There’s been a recent surge in interest in this book, but I want to make sure I get all possible cred for being in the know by pointing out that I got it out of the library after reading about it in James Nicoll’s blog back in early November. The surge of buzz is due to the fact that Watts has posted the whole book under a Creative Commons license on his website (he did this because the book has been released into a kind of perfect storm of lousy sales which you can read about (at length) on his blog). And in the interest of full disclosure I have to come clean that even though I got it out of the library, I never got around to reading that copy, just kept it for a month and turned it in late without ever having cracked the cover. Instead, I downloaded the novel after he posted it and read it on my Palm.
I really liked the book. It’s refreshing to read such an idea-based hard science fiction novel after the recent rash of disappointing Endeavour hopefuls (Blindsight isn’t eligible since Watts lives outside the Pacific Northwest). In particular, Blindsight builds up to one rather disturbing big idea, but if I told you that (like many other reviewers apparently do), I’d be subverting the whole reason for this book’s existence and you don’t want that, do you?

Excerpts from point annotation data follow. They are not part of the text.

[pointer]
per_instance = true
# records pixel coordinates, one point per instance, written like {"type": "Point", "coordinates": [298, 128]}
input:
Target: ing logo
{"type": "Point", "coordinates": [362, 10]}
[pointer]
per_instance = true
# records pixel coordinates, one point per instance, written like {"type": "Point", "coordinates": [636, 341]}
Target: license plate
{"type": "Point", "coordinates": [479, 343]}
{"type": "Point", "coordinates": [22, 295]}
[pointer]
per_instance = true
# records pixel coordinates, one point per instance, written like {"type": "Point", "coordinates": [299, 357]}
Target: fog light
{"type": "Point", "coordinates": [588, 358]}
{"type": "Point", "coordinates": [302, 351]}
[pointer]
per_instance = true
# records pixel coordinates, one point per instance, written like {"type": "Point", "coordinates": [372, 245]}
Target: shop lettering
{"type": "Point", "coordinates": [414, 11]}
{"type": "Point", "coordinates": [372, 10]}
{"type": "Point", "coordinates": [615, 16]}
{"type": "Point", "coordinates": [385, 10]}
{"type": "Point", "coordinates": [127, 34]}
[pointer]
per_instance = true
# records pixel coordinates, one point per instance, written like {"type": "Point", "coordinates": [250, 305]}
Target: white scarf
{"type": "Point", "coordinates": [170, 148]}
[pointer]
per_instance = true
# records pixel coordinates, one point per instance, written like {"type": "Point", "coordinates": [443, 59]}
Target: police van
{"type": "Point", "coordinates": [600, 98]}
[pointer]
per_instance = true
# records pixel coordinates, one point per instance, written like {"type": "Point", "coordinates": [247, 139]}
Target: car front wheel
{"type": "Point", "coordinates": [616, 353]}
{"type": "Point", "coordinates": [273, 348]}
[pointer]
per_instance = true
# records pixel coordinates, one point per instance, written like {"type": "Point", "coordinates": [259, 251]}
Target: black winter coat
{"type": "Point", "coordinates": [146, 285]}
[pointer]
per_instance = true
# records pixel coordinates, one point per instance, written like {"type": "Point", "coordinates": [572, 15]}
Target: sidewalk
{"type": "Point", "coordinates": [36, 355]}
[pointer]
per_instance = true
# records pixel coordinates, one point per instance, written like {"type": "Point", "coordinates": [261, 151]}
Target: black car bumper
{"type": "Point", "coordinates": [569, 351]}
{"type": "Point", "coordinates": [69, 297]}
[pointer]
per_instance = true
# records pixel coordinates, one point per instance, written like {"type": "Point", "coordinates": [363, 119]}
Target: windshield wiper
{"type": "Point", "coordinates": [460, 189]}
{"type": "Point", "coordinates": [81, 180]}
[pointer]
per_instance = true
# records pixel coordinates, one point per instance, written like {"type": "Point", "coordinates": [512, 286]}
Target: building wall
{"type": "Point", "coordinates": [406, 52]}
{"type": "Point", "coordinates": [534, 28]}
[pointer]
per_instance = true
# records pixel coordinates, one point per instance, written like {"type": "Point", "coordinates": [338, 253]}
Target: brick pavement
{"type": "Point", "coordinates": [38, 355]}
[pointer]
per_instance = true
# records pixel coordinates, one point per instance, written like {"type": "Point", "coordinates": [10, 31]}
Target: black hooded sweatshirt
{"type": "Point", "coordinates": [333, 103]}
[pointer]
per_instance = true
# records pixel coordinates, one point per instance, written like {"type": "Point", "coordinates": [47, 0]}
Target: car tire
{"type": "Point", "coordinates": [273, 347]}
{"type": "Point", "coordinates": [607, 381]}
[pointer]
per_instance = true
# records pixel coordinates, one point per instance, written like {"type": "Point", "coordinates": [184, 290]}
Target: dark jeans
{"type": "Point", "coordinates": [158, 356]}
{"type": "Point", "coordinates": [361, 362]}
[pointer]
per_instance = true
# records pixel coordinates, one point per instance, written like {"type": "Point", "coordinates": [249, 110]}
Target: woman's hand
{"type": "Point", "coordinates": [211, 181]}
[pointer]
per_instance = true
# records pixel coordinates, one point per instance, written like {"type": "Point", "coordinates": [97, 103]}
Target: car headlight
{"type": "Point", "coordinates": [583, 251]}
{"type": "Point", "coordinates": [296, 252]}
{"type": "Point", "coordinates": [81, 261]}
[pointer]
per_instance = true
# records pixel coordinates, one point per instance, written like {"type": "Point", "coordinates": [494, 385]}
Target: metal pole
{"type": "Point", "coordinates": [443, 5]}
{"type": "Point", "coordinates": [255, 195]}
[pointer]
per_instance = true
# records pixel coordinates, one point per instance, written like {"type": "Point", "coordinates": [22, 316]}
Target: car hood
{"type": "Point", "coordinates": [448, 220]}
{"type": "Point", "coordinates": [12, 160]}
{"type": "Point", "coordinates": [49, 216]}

Fortunately there are a bunch of other fascinating smaller ideas in the rest of the book that I can reveal without particularly spoiling anything. Blindsight is what Alien might look like if it had been written by Oliver Sacks. There are neurological fringe cases all over the book. The point of view character had a radical hemispherectomy as a child to address a seizure disorder. One of the characters has an intentionally induced multiple personality (to better use her brain’s capacity), another has had his brain rewired to extend his sensory range and ability to use telepresence equipment. Another principal character is a vampire.

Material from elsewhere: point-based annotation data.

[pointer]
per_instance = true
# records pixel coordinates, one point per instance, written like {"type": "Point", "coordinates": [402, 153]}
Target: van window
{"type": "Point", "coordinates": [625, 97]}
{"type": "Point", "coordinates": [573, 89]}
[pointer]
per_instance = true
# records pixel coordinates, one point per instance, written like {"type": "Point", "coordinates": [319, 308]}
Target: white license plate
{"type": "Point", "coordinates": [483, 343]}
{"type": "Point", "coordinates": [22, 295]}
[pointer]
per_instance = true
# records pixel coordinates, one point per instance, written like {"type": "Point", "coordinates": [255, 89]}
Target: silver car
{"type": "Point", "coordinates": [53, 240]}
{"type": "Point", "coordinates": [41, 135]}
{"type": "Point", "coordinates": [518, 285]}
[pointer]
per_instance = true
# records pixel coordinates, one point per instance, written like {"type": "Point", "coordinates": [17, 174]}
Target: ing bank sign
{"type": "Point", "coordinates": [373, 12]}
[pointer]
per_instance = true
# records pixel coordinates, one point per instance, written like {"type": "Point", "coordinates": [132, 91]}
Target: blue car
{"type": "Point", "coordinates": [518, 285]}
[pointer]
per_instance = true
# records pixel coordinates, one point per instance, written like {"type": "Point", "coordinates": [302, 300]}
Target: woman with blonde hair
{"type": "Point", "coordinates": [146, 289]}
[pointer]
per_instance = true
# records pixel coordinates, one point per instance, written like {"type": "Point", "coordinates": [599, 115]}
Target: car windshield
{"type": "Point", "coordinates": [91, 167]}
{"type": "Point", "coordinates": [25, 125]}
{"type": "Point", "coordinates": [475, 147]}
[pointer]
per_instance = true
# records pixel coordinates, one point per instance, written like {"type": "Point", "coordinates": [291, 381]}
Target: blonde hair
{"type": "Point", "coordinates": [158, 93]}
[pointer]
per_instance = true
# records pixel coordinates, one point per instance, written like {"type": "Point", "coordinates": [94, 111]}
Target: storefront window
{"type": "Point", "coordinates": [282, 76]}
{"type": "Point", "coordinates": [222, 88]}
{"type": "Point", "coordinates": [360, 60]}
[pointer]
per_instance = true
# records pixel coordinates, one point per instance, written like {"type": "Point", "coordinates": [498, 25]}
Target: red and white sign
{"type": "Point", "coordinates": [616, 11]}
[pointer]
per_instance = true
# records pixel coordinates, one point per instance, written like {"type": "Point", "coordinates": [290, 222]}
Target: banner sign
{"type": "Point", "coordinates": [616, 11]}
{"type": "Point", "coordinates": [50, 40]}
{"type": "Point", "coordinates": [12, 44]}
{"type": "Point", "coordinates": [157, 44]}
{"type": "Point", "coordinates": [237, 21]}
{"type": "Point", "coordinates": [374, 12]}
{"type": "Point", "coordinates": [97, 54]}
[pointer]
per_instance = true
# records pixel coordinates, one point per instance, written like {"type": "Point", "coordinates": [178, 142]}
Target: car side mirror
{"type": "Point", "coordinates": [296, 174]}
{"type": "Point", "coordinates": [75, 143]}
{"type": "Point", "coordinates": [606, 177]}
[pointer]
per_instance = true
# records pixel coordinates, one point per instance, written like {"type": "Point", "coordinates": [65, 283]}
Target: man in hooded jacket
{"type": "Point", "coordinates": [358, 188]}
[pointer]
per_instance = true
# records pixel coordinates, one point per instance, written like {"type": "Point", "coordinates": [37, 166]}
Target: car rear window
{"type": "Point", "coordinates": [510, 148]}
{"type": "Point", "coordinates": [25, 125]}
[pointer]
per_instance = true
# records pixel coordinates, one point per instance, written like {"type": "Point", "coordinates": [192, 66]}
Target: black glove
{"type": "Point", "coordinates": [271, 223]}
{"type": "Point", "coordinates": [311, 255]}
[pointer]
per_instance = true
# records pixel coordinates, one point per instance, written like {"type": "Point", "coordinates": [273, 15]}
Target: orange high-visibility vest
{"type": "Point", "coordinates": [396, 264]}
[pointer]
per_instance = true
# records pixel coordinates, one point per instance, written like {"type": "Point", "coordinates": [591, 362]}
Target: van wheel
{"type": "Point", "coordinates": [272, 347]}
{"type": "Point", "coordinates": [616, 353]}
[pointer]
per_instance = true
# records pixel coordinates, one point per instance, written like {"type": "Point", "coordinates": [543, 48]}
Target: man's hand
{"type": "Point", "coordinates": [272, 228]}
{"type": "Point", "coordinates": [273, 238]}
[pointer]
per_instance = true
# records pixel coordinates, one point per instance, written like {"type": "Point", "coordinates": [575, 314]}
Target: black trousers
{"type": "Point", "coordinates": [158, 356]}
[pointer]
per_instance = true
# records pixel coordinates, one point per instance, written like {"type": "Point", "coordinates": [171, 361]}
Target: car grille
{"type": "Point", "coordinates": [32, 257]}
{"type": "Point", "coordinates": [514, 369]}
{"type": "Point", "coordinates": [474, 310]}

I hesitate to even mention the vampire connection since it’s mostly a peripheral issue. This isn’t a vampire book in any traditional sense. Watts seems to have included them more as a lark, but he does some very interesting stuff to make his vampires somewhat plausible within the existing vampire mythos as well as showing how their existence might be useful to the rest of us.
So what the book is about is an alien first contact. And it’s a nice scary creepy what-the-heck-are-they-and-what-do-they-want kind of first contact novel rather than the tiresome humanoid-meets-humanoid kind.
So if a claustrophobic, talky, space-based, first contact novel with neurologically marginal but interesting and realistic characters sounds like fun to you, go buy Watts’s book. Or if you’re a cheap bastard like me, get it from the library or download a copy. And when you’ve read it, send me an email and let’s talk about that big scary idea.